My father asks, can smoke in the air from wild fires cause a fuel injected engine to choke?

(He seems to think this was once true for carbureted engines - was it?)

My personal guess is that we can look at how car engines (still) work on rainy days and at emissions technology like EGR and reason by analogy: a very thick cloud of smoke might somewhat lower the combustion temperature, but not enough to stall the engine, although it might make the emissions or MPG worse. Heated intake air might lower the volumetric efficiency by a small amount, maybe similar to high altitude (and opposite to the effect of a rainy day increasing VE). And particulate matter might clog the air filter, but it would take a long time.

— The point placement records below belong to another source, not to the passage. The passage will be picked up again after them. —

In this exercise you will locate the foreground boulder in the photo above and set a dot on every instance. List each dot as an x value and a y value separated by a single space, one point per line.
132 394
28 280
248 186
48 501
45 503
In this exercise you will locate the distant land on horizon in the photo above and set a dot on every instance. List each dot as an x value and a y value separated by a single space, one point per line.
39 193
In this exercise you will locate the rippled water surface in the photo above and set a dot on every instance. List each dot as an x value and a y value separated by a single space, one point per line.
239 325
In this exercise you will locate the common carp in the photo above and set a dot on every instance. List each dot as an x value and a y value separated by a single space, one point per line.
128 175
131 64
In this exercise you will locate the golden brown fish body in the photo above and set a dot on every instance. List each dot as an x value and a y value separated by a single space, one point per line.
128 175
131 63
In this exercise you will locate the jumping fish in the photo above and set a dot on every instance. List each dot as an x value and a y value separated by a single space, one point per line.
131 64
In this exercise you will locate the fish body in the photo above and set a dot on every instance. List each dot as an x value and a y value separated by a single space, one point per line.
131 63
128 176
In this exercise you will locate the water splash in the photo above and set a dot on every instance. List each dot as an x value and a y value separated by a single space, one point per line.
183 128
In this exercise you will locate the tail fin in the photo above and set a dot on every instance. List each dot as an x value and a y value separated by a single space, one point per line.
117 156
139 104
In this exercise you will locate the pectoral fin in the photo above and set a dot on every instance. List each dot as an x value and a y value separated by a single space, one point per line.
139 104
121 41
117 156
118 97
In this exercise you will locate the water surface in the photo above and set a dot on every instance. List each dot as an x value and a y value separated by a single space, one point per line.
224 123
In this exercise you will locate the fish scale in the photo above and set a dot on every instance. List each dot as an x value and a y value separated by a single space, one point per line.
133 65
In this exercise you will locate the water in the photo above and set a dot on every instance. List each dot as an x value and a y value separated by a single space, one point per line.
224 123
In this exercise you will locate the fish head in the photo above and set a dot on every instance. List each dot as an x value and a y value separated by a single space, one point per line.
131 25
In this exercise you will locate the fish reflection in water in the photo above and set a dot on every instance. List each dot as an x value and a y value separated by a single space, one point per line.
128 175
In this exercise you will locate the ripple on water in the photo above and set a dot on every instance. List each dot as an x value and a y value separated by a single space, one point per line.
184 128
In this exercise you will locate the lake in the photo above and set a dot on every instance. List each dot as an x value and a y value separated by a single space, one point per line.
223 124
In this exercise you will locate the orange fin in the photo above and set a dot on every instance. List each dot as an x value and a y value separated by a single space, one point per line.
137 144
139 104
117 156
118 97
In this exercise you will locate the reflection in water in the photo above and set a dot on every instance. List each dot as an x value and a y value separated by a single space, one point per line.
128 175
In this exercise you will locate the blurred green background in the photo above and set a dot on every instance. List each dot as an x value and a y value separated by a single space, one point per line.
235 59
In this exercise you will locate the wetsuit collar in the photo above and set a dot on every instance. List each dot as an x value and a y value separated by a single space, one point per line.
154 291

I wouldn't expect a density of smoke that does not already kill the driver to have much effect on either carbureted or FI cars, but perhaps if there is a difference maybe more modern fuel injected could sense and lower EGR to compensate for there already being smoke in the chamber and could lower fuel air ratio to compensate for the hot/dry air.

1 Answer 1


TD DR: You nailed it.

For the amount of CO2 (and/or CO), think about a running car in a garage. If a person is trying to commit suicide, the driver will be dead long before the car quits running due to a lack of oxygen. (EDIT: Just thinking about this, I believe a person is asphyxiated from CO versus a lack of oxygen in these cases ... not sure if that invalidates my theory or not.)

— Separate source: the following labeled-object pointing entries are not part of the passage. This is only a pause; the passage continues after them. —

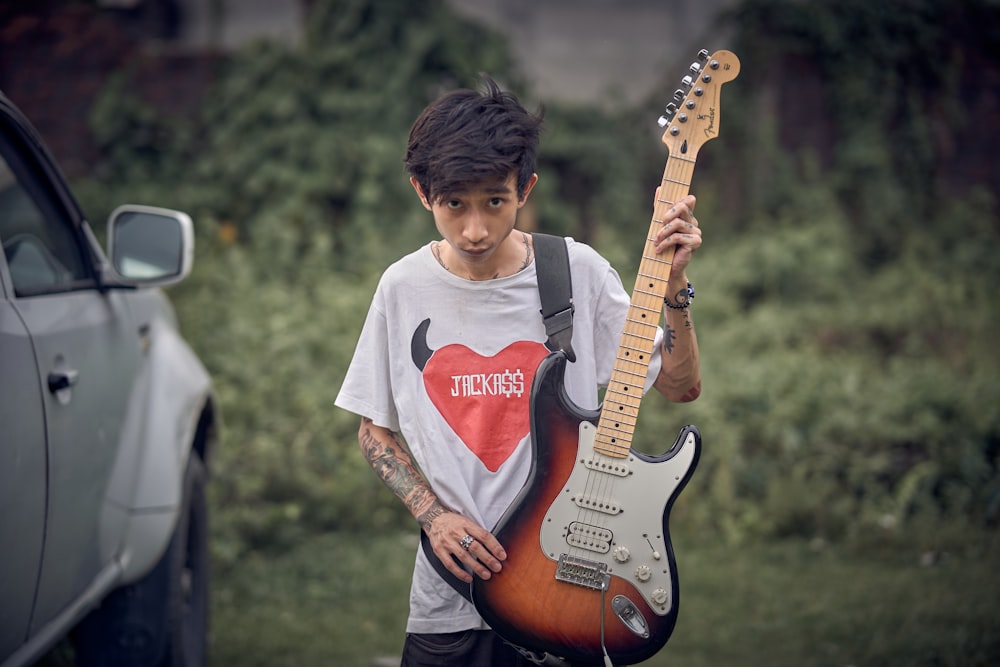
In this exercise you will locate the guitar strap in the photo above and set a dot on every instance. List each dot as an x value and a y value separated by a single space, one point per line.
555 289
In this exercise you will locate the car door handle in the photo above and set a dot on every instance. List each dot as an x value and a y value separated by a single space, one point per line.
59 380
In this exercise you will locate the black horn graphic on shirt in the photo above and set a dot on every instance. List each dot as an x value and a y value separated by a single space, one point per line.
419 351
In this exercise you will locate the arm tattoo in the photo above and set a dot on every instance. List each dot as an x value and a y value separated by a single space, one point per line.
392 462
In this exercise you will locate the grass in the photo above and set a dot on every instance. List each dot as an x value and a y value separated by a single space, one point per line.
341 600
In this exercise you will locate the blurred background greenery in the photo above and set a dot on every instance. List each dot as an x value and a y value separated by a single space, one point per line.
846 307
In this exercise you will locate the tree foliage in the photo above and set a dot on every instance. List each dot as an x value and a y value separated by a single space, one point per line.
846 318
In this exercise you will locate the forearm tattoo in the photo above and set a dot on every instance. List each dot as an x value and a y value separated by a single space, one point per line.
391 461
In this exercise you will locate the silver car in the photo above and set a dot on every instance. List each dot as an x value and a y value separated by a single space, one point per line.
107 422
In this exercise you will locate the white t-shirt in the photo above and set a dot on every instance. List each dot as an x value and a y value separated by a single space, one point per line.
449 362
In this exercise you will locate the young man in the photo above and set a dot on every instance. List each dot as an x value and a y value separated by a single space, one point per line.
443 368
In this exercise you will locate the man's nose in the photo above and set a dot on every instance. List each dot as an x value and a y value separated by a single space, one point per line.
475 229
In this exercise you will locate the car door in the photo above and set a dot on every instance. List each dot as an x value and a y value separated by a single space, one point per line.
86 352
22 466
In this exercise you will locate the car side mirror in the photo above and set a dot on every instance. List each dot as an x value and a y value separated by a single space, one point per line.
150 246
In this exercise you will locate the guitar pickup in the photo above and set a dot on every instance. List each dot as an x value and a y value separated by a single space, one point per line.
608 465
597 504
593 538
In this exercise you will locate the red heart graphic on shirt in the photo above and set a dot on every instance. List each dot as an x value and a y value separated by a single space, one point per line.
485 399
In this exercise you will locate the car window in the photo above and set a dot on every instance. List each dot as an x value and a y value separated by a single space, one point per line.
42 251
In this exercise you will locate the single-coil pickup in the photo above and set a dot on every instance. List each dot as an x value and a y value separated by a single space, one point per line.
585 536
608 465
605 505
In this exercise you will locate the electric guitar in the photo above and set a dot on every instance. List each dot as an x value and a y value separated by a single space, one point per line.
590 573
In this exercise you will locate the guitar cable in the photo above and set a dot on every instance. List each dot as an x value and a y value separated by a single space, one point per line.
604 649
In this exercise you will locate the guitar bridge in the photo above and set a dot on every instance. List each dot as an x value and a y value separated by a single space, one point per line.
583 572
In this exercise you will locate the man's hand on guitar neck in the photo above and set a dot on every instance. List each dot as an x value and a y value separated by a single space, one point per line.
679 229
452 535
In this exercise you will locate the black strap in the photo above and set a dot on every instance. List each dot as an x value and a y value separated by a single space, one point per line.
555 288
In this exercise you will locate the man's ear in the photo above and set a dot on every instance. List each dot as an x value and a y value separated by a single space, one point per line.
420 193
527 190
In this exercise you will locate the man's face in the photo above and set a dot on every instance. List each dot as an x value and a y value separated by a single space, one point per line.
477 221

In a forest fire scenario as you suggest, the engine may suffer a little bit by the lack of oxygen, but it would kill the driver well before it would kill the engine. The engine can adjust itself to the amount of oxygen it intakes ... a human cannot.

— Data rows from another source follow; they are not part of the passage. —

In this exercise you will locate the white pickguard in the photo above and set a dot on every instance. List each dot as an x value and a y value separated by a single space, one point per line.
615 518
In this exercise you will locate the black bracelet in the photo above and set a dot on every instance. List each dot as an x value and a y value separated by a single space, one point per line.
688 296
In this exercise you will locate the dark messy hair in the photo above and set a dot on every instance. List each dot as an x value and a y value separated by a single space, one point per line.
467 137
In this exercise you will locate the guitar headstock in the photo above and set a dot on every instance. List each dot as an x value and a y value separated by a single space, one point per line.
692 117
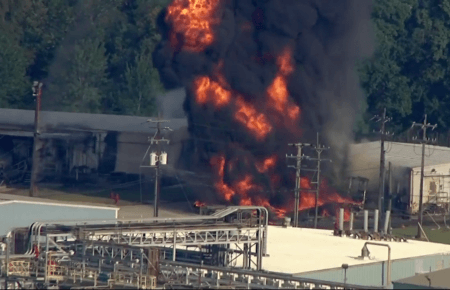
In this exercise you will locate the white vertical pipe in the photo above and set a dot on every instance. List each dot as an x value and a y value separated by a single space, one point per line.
341 219
375 222
386 222
366 220
351 221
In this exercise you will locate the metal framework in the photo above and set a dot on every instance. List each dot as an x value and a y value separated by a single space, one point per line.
140 253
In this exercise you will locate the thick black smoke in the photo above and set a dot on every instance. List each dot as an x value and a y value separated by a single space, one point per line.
328 37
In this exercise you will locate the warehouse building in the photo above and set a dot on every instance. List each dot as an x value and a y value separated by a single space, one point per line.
318 254
20 211
77 145
405 160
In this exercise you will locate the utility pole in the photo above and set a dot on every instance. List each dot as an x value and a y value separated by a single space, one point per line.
391 192
424 140
37 94
299 158
383 120
319 149
157 159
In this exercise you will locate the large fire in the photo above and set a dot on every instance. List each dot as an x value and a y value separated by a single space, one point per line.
193 23
193 19
248 192
278 91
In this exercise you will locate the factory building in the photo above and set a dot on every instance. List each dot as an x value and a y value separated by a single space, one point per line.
405 158
319 255
20 211
77 145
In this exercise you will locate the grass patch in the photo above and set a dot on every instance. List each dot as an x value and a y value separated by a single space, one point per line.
435 235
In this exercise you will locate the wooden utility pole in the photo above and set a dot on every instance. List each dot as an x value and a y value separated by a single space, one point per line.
383 120
391 193
299 158
319 149
157 139
37 94
424 140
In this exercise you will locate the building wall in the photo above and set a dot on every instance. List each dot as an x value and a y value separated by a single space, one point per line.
436 181
375 274
22 213
131 148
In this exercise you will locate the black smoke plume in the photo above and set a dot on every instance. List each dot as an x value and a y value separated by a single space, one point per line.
328 37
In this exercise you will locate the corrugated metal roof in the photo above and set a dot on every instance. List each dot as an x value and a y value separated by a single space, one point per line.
299 250
399 154
12 119
9 198
436 279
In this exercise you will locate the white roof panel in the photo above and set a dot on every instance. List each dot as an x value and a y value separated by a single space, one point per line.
298 250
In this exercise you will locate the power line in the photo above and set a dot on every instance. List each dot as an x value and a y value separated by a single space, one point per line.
299 158
319 149
156 159
383 120
424 140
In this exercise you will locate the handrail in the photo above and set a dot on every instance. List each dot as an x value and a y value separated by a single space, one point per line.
35 228
271 275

As you suggest, if there are any large particulate matter in the air, the air filter will get rid of these. If it's smaller than what the air filter can take care of, it will just go into the engine and be pumped through just like it was exhaust being introduced via the EGR valve. It will squelch the combustion process a little bit and the car may be down on power somewhat, but it's not going to kill it.

There may be physical factors which would stop a car in a forest fire, like the heat. The car may catch on fire from the infrared radiation which is produced from the fire itself. Direct fire contact will have devastating consequences as well (obviously).

  • CO, CO2 or noxious gases would be the main killer. Humans can survive on O2 levels non-trivially below normal (c.f. high altitudes), while CO2 and CO are toxic.